En mis tiempos de estudiante en un colegio universitario, me deleitaba curiosear en las librerías. Nunca estudié literatura inglesa pero, llevado por mi amor a los libros, me zambullía en bibliotecas y librerías como un hombre hambriento y devoraba cuanto caía en mis manos. Me entregaba a largas francachelas de lecturas, muy personales, en las que experimentaba los efectos psicológicos de la literatura, en una época en que muchos de mis contemporáneos intentaban torpemente abrir las puertas de la percepción con otras llaves menos verbales. Por un tiempo, devoré obras de ciencia ficción, hasta que un día dejaron de interesarme. Fue como si alguien me hubiese desenchufado. Luego me volví adicto a la literatura norteamericana (no sólo a sus personajes paradigmáticos, como Huck Finn y Herzog, sino también a las creaciones más extrañas de Pynchon, Gardner y Hawkes) y, más tarde, a Borges. Ficciones cambió algo importante dentro de mi cabeza y me inspiró el deseo de leer el resto de lo publicado por John Calder en austeras ediciones de bolsillo. Sojuzgado por los gustos elitistas de Calder, descubrí La celosía, de Alain Robbe-Grillet, y a muchos otros representantes del nouveau roman. Así fue como un día de verano, simplemente como correspondía, llegué a Beckett a través de Francia. Primero tomé un ejemplar de Molloy -y después los otros dos volúmenes de su trilogía, Malone muere y El innombrable- en Bowes & Bowes, una librería de Cambridge, en el extremo norte de King´s Parade. Era mi "hojeadero" favorito. Tan sólo faltaban un par de eres -que yo añadía mentalmente, con juguetona generosidad ortográfica- para que su nombre fuera el anagrama de Browse & Browse ("hojea y hojea").

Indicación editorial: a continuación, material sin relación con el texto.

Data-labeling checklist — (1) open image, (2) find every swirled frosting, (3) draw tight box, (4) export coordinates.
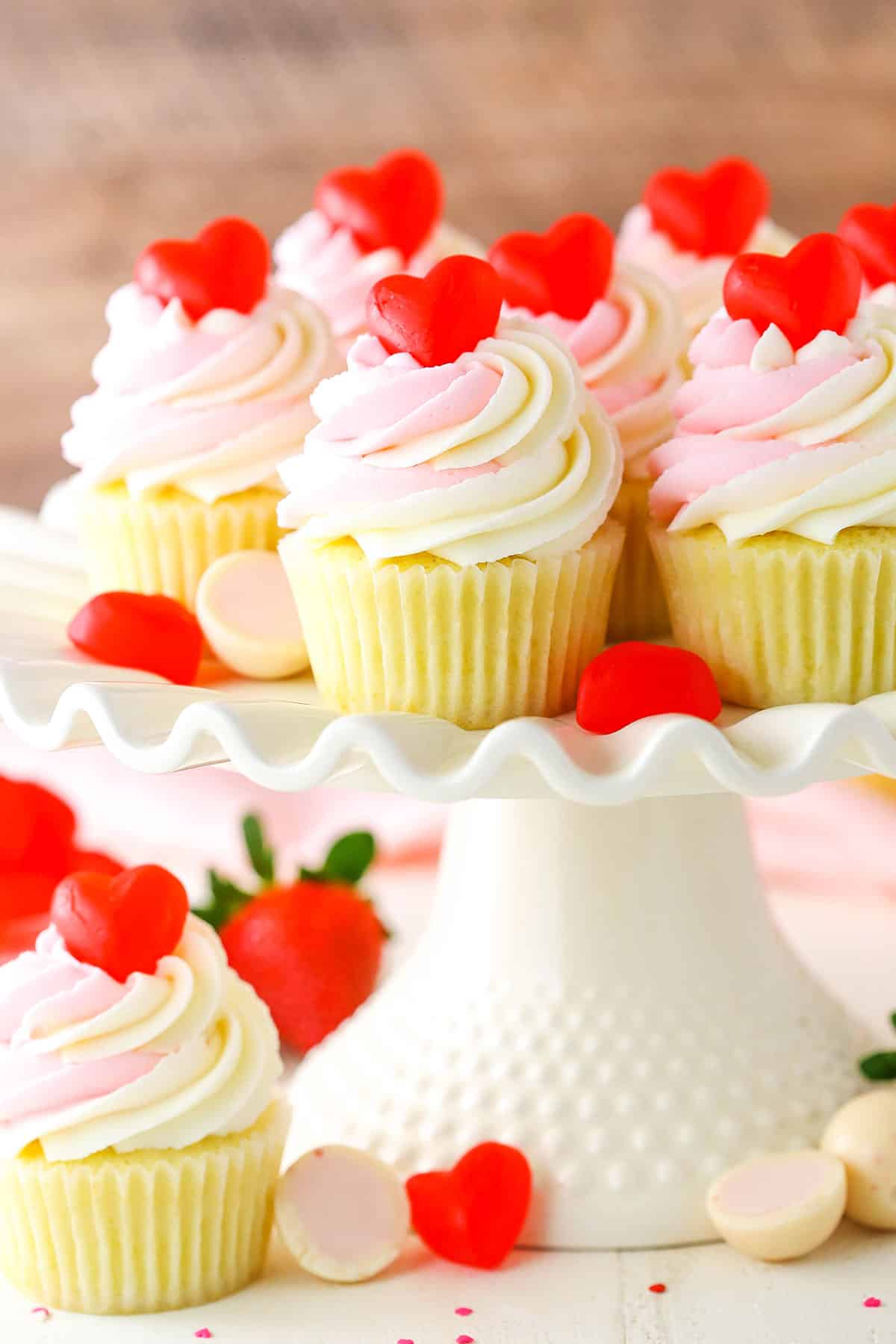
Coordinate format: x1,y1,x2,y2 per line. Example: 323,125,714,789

Corría 1966. Aún no había cumplido los diecinueve años. Por entonces, la muerte y yo apenas si nos conocíamos de vista. Quiero decir que de vez en cuando la había visto de lejos, pero todavía no nos habían presentado debidamente. Un día, hacia 1958, en la Cathedral School de Bombay, cerraron con llave todas las puertas y ventanas que daban al patio para que no viéramos pasar el coche que había venido, por la puerta de atrás, a retirar el cadáver de un niño de mi misma edad, llamado Jimmy King. Otro día, en el King´s College, corrió la voz de que uno de nuestros compañeros de primer año había muerto a causa de una sobredosis de droga, de ácido, pero no vislumbré ese fin para mí. También en mi vida familiar, la muerte era todavía una abstracción. Mis abuelos maternos vivían. Mi abuelo paterno había muerto antes de que yo naciera; para mí, no era más que una fotografía. Mi abuela paterna, muy achacosa, se vino a vivir con nosotros cuando yo tendría unos tres años. Me dejaba jugar con ella al doctor, con estetoscopio (de juguete) y todo. Ante mis ruegos imprudentes, se levantaba de su lecho de enferma para ir y venir, cojeando, por su dormitorio con cortinaje. Pero luego nos dejó y regresó a su casa, en la antigua Delhi, y cuando murió allí, poco después, fue algo invisible, acaecido en otro lugar, que un niño pudo aprender fácilmente a pasar por alto.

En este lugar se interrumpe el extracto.